In criminal law, the right to silence gives an accused the right to refuse to answer questions from law enforcement officers. This right protects the accused from self-incrimination.
The prosecutor bears the burden of proof in a criminal matter. The defendant can just remain silent and let the police prove the case against him, beyond reasonable doubt.
But there may be consequences if you chose to remain silent.
Thus, law enforcement officers will always inform the accused of his right to silence during arrest and before taking his statement.
“You do not have to say anything. But, it may harm your defence if you do not mention when questioned something which you later rely on in court. Anything you do say may be given in evidence.”
At this point, if there is a 50-50 chance of acquittal, or in cases of murder and armed robbery where the sentence is the same whether you talked or not, it is advisable to remain silent.
But in a lesser charge, if it is certain that you are guilty, it would be better to talk otherwise if you are eventually found guilty, the punishment will be greater than if you’d responded to police questions.

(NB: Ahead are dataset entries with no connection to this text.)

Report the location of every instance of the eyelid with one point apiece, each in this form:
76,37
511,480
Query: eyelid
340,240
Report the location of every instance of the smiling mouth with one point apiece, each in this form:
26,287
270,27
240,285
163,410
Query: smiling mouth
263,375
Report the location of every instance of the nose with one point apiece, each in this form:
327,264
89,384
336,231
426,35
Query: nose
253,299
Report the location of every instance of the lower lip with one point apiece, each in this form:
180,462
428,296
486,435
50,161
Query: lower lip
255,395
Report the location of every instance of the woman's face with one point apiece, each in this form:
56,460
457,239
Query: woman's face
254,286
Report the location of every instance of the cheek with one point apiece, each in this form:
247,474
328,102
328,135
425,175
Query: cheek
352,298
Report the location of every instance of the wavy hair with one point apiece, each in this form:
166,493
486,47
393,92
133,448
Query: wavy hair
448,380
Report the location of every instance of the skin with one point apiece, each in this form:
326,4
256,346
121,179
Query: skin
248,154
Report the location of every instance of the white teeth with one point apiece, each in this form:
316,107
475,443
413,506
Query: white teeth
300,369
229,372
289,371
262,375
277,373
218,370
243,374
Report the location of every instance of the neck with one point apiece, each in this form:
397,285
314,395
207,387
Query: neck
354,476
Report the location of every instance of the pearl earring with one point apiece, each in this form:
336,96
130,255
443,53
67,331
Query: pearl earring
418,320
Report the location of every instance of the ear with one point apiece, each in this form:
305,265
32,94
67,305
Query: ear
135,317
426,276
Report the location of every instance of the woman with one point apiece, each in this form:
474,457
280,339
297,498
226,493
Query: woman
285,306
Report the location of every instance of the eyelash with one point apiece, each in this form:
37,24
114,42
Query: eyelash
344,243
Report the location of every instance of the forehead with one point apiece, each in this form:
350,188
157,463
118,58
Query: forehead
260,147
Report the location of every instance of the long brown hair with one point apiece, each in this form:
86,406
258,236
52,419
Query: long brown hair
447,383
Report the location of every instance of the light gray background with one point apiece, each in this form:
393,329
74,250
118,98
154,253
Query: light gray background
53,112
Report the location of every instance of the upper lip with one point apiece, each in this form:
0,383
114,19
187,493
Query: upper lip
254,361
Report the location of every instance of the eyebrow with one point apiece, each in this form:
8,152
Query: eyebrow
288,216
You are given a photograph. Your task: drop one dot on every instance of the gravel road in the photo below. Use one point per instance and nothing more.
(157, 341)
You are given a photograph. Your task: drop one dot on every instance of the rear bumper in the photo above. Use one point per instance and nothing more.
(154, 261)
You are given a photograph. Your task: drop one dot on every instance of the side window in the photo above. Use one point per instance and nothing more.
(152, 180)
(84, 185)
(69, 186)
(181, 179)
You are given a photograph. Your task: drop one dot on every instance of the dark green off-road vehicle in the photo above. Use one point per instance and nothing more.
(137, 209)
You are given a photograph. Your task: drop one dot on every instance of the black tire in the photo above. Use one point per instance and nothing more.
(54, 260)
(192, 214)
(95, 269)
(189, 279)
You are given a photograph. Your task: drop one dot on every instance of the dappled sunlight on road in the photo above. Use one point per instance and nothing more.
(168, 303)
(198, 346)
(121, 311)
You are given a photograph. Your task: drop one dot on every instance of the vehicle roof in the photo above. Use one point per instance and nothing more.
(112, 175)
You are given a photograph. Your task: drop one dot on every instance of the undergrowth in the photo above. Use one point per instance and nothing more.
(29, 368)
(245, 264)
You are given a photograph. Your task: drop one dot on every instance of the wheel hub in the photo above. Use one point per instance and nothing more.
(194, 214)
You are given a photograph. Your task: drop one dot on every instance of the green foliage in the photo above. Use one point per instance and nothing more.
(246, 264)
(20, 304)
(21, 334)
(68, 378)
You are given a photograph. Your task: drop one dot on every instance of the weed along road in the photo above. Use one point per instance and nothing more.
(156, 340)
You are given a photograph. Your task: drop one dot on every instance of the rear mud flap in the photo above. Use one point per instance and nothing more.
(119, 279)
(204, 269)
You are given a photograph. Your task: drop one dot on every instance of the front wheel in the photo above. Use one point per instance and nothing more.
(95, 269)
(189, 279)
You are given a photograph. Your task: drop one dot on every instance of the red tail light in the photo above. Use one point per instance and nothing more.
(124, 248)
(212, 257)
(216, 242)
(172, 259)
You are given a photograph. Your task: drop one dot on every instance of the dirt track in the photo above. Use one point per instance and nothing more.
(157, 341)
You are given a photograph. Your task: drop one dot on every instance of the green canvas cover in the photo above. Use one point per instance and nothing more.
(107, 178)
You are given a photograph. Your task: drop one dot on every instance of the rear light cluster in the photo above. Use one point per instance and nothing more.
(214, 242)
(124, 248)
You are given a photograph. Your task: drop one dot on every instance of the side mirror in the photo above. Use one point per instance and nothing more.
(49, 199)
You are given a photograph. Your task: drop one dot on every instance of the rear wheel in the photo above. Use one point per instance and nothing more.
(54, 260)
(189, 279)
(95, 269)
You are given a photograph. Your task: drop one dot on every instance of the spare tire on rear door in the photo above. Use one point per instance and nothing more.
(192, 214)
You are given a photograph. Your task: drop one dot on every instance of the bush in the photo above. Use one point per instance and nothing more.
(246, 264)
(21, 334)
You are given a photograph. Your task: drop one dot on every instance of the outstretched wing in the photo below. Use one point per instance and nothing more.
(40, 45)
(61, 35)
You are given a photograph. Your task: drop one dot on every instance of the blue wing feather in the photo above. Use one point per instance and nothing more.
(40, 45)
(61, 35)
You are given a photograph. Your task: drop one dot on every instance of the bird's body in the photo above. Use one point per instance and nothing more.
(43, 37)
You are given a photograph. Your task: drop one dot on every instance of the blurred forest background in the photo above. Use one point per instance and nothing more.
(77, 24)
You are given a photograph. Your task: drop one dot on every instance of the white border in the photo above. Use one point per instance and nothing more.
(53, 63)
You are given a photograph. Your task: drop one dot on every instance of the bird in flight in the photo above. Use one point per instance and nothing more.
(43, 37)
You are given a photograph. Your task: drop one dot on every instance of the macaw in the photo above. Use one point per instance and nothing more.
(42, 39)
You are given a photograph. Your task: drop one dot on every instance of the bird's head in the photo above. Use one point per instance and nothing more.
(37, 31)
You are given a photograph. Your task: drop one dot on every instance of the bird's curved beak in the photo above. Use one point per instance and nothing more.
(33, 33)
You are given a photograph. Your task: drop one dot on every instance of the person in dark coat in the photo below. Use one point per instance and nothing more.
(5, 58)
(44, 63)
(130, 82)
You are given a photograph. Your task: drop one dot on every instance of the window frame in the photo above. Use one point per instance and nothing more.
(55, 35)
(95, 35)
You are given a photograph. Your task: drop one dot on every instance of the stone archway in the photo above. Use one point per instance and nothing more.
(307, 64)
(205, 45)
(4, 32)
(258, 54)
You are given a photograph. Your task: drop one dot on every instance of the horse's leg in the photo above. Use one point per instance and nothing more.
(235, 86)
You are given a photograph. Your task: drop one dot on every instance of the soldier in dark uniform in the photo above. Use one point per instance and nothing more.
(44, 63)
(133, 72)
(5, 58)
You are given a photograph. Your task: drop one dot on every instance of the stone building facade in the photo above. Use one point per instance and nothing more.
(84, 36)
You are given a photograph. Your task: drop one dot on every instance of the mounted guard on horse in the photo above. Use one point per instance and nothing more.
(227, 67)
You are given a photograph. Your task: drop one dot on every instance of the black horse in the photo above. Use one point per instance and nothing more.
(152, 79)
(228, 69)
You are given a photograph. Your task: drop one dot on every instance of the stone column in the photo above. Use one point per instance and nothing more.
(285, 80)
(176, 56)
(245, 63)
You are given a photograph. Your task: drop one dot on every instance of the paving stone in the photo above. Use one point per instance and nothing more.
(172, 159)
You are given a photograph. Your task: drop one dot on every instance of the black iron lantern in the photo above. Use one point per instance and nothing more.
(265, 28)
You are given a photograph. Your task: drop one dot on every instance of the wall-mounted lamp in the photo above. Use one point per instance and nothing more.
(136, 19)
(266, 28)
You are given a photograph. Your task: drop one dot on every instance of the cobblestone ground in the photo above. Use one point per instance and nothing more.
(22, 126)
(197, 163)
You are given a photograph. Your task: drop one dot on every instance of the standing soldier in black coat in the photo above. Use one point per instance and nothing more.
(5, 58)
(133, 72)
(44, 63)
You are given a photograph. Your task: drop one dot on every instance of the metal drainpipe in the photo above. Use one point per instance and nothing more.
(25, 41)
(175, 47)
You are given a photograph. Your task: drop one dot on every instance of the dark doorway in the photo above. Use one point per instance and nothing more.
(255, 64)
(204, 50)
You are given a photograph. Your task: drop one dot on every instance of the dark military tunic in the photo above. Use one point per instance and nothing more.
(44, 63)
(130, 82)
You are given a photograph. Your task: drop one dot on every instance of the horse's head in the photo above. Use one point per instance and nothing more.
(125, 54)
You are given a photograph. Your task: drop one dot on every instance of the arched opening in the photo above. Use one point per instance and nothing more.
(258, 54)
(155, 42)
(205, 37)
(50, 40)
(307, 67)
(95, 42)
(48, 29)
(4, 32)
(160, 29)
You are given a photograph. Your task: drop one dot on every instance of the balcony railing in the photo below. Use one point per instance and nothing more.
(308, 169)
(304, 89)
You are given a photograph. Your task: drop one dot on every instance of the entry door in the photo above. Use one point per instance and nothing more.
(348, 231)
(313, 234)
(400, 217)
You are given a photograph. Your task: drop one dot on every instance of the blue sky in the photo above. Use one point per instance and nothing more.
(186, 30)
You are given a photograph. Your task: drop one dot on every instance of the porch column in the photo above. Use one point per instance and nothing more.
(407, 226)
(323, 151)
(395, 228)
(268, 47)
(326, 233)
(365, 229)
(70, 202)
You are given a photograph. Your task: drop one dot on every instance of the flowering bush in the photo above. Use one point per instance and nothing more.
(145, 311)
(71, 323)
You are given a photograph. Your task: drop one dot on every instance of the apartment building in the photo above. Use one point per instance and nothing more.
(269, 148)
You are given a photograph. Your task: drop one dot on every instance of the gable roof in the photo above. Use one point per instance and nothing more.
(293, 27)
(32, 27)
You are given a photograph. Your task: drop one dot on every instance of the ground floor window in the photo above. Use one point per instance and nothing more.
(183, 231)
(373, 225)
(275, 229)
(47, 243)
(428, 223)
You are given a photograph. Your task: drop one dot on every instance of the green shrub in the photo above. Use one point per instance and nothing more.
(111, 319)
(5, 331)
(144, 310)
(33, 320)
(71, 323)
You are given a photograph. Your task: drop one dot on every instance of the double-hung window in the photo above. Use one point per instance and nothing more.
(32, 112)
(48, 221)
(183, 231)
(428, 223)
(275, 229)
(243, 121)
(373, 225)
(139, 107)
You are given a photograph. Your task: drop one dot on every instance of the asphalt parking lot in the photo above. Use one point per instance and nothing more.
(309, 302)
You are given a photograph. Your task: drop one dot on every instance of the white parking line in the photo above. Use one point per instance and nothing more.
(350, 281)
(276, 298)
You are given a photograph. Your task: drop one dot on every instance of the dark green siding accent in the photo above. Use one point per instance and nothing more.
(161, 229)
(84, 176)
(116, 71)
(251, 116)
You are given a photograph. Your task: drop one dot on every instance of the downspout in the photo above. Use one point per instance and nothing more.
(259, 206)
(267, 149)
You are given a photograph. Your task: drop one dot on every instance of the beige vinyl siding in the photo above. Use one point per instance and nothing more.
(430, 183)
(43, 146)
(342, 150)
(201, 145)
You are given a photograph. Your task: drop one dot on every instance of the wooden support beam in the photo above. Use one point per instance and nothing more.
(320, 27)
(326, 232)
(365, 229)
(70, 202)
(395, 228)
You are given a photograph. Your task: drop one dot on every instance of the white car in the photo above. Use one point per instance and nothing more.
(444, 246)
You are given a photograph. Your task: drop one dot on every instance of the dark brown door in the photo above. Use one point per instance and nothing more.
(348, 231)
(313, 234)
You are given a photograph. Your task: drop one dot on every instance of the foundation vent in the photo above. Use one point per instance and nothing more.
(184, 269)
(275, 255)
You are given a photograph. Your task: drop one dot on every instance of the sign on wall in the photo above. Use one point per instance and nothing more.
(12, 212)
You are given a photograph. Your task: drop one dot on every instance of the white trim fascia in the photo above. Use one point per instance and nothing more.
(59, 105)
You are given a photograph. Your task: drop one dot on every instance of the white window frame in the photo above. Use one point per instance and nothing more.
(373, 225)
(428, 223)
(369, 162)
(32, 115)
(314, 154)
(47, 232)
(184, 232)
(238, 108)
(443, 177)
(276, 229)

This takes me to the case between Nigeria Police v Senator Bukola Saraki (Senate president). Senator Saraki is accused of armed robbery and everybody knows that the police are trying to frame him.
The police insist that Saraki has questions to answer regarding the robbery at Offa. And because the police are so desperate to frame Saraki they have forgotten that Saraki has the right to silence.
I wonder why Saraki’s lawyers have allowed him to talk to the police in the first place, since they know the police wants to frame him.
If I were representing Saraki, I will simply write to the police that my client wants to exercise his right to silence. Challenge the police prove the case beyond reasonable doubt, if they can.
In my opinion, this Saraki’s matter is one of those cases where silence is golden.